Re: Round-tripping ixml? from Michal Měchura on 2022-10-18 (public-ixml@w3.org from October 2022)

From: Michal Měchura <michmech@lexiconista.com>
Date: Tue, 18 Oct 2022 18:45:48 +0200
To: public-ixml@w3.org
Message-ID: <d9b538cc-87cd-32a1-e159-f2acc86a8c38@lexiconista.com>

    In the fully general case, the problem is intractable.

    Grammars can lose information. Consider:

    |S = 'a', -'.' | 'a', -'?' | 'a', -'!' . |

    Given |<S>a</S>|, it’s impossible to know what the input was.

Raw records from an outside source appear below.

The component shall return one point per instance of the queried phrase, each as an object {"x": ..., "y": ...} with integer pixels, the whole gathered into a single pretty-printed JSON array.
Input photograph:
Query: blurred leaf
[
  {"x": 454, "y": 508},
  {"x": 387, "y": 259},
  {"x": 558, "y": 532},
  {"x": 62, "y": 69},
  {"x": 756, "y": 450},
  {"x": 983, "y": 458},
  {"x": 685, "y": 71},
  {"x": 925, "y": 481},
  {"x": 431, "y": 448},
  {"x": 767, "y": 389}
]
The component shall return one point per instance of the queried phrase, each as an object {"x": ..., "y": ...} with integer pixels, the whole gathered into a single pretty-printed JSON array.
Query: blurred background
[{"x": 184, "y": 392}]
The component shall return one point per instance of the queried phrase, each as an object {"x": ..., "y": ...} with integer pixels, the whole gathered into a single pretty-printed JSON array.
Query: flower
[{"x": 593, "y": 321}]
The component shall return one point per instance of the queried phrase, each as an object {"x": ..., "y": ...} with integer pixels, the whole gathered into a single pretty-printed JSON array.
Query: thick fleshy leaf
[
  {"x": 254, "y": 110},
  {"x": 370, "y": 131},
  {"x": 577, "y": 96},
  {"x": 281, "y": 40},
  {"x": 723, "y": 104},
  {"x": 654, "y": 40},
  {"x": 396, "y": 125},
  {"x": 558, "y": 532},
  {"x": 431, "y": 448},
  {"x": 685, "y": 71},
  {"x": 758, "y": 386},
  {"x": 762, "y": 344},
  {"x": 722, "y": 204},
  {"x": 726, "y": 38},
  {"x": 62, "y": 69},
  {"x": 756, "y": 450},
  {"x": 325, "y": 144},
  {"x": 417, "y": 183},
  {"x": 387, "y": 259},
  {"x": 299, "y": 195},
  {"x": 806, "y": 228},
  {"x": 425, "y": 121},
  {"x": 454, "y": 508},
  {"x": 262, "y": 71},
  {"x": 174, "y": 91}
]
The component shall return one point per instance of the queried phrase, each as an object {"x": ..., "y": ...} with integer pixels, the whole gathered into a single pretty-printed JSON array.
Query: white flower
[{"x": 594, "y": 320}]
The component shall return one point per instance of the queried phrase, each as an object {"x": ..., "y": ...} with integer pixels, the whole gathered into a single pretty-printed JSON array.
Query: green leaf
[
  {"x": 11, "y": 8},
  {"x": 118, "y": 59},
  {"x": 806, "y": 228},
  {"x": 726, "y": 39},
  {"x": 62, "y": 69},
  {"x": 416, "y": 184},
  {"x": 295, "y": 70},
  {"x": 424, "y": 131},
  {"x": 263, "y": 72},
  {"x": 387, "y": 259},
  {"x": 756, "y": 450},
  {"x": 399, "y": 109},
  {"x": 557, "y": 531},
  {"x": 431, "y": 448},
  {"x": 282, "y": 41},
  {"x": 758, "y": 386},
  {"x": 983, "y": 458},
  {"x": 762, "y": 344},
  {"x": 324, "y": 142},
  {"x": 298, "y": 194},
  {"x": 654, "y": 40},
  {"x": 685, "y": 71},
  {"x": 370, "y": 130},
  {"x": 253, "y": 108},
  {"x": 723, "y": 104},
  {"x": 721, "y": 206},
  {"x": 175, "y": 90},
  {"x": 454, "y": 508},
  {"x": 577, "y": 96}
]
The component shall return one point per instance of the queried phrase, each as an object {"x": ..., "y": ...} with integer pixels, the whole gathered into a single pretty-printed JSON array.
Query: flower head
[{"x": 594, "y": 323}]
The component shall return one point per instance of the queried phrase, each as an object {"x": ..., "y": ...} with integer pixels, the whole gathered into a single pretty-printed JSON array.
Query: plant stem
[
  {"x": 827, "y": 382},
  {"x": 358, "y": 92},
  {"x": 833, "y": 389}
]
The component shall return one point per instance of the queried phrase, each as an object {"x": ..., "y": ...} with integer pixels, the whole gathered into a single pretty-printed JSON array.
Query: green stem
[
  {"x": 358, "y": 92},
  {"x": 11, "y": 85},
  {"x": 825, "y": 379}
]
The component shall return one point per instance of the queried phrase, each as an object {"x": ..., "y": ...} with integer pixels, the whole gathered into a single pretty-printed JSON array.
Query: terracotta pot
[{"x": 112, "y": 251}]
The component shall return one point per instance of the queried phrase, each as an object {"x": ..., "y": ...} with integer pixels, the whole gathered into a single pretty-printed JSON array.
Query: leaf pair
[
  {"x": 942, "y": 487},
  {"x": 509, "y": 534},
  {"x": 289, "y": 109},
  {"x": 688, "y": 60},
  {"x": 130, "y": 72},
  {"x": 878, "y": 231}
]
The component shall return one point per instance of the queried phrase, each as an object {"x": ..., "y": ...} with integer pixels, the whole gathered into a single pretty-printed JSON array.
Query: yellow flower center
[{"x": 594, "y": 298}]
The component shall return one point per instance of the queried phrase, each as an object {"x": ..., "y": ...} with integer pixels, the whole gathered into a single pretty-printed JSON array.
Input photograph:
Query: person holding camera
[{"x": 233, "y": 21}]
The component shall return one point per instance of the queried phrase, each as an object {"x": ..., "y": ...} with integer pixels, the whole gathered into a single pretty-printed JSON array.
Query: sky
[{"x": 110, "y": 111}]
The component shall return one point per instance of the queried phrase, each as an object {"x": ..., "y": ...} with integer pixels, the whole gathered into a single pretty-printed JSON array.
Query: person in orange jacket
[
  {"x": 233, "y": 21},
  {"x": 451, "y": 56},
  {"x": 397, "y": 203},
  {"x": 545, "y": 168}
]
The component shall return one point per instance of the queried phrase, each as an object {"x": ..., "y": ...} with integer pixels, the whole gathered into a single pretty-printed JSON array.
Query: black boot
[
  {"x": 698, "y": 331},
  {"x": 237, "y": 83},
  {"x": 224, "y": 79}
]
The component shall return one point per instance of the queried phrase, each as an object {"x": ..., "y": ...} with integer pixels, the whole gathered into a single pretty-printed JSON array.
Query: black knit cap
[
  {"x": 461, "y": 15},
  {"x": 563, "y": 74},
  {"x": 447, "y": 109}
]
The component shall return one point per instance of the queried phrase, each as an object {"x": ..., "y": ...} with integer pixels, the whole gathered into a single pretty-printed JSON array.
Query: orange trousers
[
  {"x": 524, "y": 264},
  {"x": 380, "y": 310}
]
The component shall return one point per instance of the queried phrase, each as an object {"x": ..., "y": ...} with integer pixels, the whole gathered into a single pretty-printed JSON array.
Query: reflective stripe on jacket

I think this would not be a problem. For the use cases I have in mind, 
it would be OK to round-trip into /any one/ linearization, even if it 
isn’t exactly the one from which the XML had been parsed. For example, 
let’s say we have an iXML grammar which parses any one of these:

|7 November 7 Nov 07 Nov |

into this:

|<date @day=”7” @month=”11”/> |

and then linearizes it back into this:

|7 November |

That would be acceptable. We could say that this linearization is the 
“canonical” one while the others are “tolerated” for parsing but never 
output in linearization. There could be some heuristics to choose which 
linearization is canonical, let’s say always the shortest one (= 
smallest number of terminals) and/or always the first one listed in the 
rule.

Well, these are just suggestions from an outsider and a potential iXML 
user. Take it or leave it. :-)

M.

Received on Tuesday, 18 October 2022 16:46:07 UTC